Giants Manager Bruce Bochy entrusts Bumgarner with the tall order of taming a potent Tigers lineup, despite enormous postseason struggles in 2012. Bumgarner gets the nod mostly because San Francisco needed to use Ryan Vogelsong and Matt Cain in Games 6 & 7 of the NLCS, and won't have either available until the series shifts to Motown.

Bumgarner doesn't have to be perfect to get the job done, especially if slugging third baseman Pablo Sandoval continues to rake like he's Babe Ruth.

Sandoval is undoubtedly a gigantic story, emerging in Game 1 of the Fall Classic to crush three home runs in his first three plate appearances; a feat that had never been accomplished in World Series history. Even though the Giants pummeled the Tigers 8-3 at AT&T Park on Wednesday night, the storyline shifts as the first pitch of Game 2 approaches.

Bumgarner has been awful in the postseason, allowing 15 hits and ten runs in eight innings pitched, good enough for an 11.25 ERA. The Giants assure people that Bumgarner has fixed a mechanical flaw in his delivery, however. The southpaw will be tested against a Tigers lineup that features Triple Crown winner Miguel Cabrera and powerful first baseman Prince Fielder.

It's not like that will deter Bumgarner and the Giants. San Francisco has outscored opponents 28-4 in their past four games.

Cabrera and Fielder combined for two hits and one RBI in seven at bats in their Game 1 defeat. Bumgarner has limited lifetime experience against both Tigers sluggers (Cabrera 1-for-3, Fielder 3-for-7 with one RBI).

It'll be crucial for Bumgarner to keep the Tigers in the park, as he's allowed three home runs in his two losses this postseason. The slinging left-hander is typically stout when pitching in the friendly confines of AT&T Park, recording a 10-3 record and 2.38 ERA in 15 regular season starts, but was knocked around by the Cardinals in Game 1 of the NLCS.

In NLCS Game 1, Bumgarner failed to finish the fourth inning and was relieved by Tim Lincecum.

Lincecum threw 32 pitches in 2.1 innings in Game 1 of the World Series, but said that he'd be ready to go if necessary for Game 2. He'll serve as a safety net for Bumgarner if the southpaw struggles for the third time this postseason.

Early run support for Bumgarner could be paramount in determining whether or not the left-hander will be effective.
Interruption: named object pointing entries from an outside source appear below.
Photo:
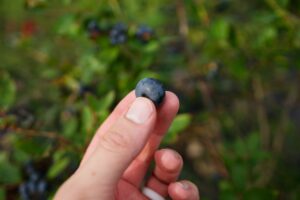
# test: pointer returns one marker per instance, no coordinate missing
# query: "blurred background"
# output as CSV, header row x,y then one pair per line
x,y
234,65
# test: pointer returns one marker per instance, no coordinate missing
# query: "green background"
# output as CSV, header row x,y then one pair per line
x,y
233,64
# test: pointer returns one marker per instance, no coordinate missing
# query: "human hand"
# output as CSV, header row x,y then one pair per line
x,y
116,161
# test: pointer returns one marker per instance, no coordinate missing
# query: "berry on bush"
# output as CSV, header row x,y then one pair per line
x,y
152,89
118,34
144,33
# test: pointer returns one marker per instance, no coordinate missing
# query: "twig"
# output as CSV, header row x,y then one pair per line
x,y
50,135
182,18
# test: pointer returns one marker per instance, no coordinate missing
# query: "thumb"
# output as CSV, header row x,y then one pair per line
x,y
119,146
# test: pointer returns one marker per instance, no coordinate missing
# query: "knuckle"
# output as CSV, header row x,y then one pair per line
x,y
115,141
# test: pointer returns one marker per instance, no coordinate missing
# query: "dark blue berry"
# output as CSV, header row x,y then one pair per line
x,y
118,34
152,89
144,33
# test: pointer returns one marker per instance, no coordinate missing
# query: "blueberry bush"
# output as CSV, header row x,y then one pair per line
x,y
234,65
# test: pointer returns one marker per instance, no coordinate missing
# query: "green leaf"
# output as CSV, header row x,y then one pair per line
x,y
181,122
238,174
220,30
67,25
7,91
59,165
87,119
9,174
70,126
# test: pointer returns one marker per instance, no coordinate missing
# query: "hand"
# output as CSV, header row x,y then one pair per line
x,y
116,161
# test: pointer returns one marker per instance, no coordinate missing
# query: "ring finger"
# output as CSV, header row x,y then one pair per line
x,y
168,165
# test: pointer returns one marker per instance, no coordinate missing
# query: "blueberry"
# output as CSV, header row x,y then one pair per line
x,y
152,89
144,33
118,34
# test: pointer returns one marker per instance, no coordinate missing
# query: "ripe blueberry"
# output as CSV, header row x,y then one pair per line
x,y
118,34
144,33
152,89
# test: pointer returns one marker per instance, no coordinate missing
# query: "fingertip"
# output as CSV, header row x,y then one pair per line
x,y
183,190
172,101
168,160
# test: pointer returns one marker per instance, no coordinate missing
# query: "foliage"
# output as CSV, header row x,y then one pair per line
x,y
233,64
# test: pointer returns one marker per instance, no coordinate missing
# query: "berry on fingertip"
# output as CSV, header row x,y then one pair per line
x,y
151,89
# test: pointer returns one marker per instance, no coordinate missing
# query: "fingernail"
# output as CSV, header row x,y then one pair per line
x,y
184,185
140,111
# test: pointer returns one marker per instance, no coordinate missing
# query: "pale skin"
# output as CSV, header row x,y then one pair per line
x,y
117,159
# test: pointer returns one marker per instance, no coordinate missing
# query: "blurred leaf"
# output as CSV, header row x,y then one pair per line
x,y
219,31
70,126
181,122
67,25
87,119
7,91
59,165
2,193
283,3
238,175
9,174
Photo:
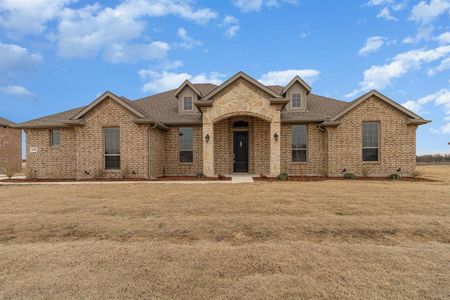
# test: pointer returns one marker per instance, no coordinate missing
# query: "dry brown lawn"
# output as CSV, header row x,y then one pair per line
x,y
330,239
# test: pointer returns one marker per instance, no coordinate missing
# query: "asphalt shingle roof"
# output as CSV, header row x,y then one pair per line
x,y
163,107
5,122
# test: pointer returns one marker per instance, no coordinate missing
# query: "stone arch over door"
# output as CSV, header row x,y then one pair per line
x,y
241,98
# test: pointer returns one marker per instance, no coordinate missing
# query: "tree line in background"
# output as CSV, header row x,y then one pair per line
x,y
433,158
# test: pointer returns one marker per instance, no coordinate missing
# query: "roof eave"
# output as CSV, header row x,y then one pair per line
x,y
234,78
417,122
189,84
299,80
152,122
369,94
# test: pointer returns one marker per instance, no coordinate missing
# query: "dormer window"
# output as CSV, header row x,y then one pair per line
x,y
296,100
187,103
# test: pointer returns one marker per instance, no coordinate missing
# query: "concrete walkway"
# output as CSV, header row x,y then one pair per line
x,y
242,178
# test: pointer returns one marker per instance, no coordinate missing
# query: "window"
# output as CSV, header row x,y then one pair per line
x,y
112,148
55,137
299,143
186,152
187,104
240,124
296,100
370,141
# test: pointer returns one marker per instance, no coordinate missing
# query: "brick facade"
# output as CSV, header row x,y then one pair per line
x,y
397,148
315,152
46,161
172,164
259,151
10,149
152,152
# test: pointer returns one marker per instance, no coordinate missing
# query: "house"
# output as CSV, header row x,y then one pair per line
x,y
238,126
10,147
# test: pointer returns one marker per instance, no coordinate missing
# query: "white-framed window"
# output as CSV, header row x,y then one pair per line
x,y
296,100
186,144
299,143
112,148
55,137
370,137
187,103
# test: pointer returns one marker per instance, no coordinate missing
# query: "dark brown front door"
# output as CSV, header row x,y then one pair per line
x,y
240,151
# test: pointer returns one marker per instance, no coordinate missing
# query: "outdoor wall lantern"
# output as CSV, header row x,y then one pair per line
x,y
275,136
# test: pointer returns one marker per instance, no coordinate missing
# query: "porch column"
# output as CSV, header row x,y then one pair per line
x,y
275,149
208,149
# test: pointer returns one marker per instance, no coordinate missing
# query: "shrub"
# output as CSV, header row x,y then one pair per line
x,y
9,173
349,176
200,175
283,176
416,174
365,171
394,176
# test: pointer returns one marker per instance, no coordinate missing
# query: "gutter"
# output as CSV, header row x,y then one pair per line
x,y
149,121
417,122
69,123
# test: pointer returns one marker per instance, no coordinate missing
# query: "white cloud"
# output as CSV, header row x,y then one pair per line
x,y
285,76
440,98
444,38
372,45
256,5
380,76
424,33
187,41
17,91
163,81
386,14
14,58
118,53
231,24
443,66
29,16
92,30
424,12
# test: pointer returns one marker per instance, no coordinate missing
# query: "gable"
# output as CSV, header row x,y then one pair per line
x,y
241,76
374,94
103,97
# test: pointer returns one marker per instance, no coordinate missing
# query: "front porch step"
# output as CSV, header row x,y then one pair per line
x,y
242,178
Bumgarner has had spotty control at best in the postseason and an early lead could enable him to throw more strikes.

The Giants have scored in the first inning in each of their last three games, and have had an inning in which they've scored at least three runs in all of their past four games.

Bumgarner will be opposed by Bay Area native Doug Fister, who's won both of his postseason starts. However, Fister hasn't been unhittable.

Fister has given up twelve hits in 13.1 innings pitched, and has also walked six for a WHIP of 1.35.

That's not a formula for success against a scrappy Giants lineup that feasts on long at bats, often creating run-scoring opportunities by methodically wearing down opponents through the simple concept of putting the ball in play.

The Giants' contact rate of 81.4 percent ranked among the best in baseball during the regular season, and they haven't missed a beat this postseason. Marco Scutaro has been relentless while compiling a .500 batting average in the NLCS, while also collecting his seventh multi-hit postseason game in Game 1 of the World Series.

Fister needs to keep Scutaro off the bases if Detroit is going to even the series.

The same can be said for lead-off hitter Angel Pagan. The top of the Giants order have accounted for 19 of the 61 runs they've scored in the postseason. The table-setters will ultimately determine whether or not Fister can escape a bounty of base runners. 

Fister could face gigantic issues if he's forced to pitch to Sandoval and Posey with runners on base, possibly forcing Tigers Manager Jim Leyland to call upon his highly unreliable bullpen earlier than anticipated.

The Tigers will try to freeze the red-hot Giants to claim home field advantage, guaranteeing three home games at Comerica Park in Detroit, and they need to beat Bumgarner to do it.

The Giants are still hungry, and they have a whirlwind of confidence headed into battle behind a 16-game winner with a chance to take a commanding lead in the 2012 World Series.